La nota positiva di questo periodo sta nel largo utilizzo della tecnologia per le videochiamate. Per anni abbiamo chiesto che le carceri fossero dotate di tablet e telefonini con programmi per le videochiamate che potessero consentire di mantenere un rapporto più stretto con i propri famigliari. Ci siamo sempre sentiti rispondere che c’erano questioni di sicurezza che ostacolavano questa dotazione. Tuttavia, in pochi giorni, dopo la chiusura dei colloqui in tutte le carceri del paese sono arrivati questi dispositivi e, a tutti i detenuti, sono state concesse chiamate extra rispetto ai 10 minuti a settimana previsti dall’ordinamento penitenziario. L’augurio è che finita la pandemia su questo terreno non si torni indietro. Un anno difficile come questo non poteva che avere un effetto negativo anche sui suicidi. Secondo il dossier “morire di carcere”, curato da Ristretti orizzonti, nel 2020 sono stati 56. 

I NUMERI DEI CONTAGI

Durante la prima ondata i positivi al Covid-19 nelle carceri erano arrivati ad un picco massimo di circa 160 detenuti nei primi giorni di maggio, mantenendosi, da metà aprile, sempre oltre le 100 unità. I morti erano stati 4. Ben diverso quello che è avvenuto nella seconda ondata, quando i detenuti positivi sono arrivati ad essere più di 1.000, con diversi istituti dove si sono registrati veri e propri focolai, con decine di reclusi risultati positivi: Terni, Sulmona, Tolmezzo, Busto Arsizio e diversi altri. I detenuti deceduti a causa del Covid-19 durante questa ondata autunnale sono stati 7. 

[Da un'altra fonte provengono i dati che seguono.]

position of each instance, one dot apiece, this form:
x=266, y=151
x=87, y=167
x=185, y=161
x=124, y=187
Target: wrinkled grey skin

IL RECOVERY FUND PER UN NUOVO SISTEMA PENITENZIARIO

Dal Recovery Fund dovrebbero arrivare all’Italia oltre 200 miliardi di euro. Una parte andranno alla Giustizia e al sistema penitenziario per essere spesi. Con questi fondi sarà importante investire per innovare un sistema che ha bisogno di modernizzazione, creatività e investimenti nel campo delle risorse umane. Quello che serve è investire nelle misure alternative, più economiche e più utili nell’abbattere la recidiva rispetto al carcere. Si devono ristrutturare le carceri esistenti, potenziando le infrastrutture tecnologiche per assicurare la formazione professionale anche da remoto, per consentire ancor più incontri con il mondo del volontariato, per aumentare le possibilità di video-colloqui con familiari e persone care che si aggiungano ai colloqui visivi. Bisogna investire nel capitale umano, assumendo più personale civile – direttori, educatori, mediatori, psicologi – ed equiparando il loro trattamento economico a quello di chi porta la divisa.

Insomma quello che serve è un nuovo sistema penitenziario.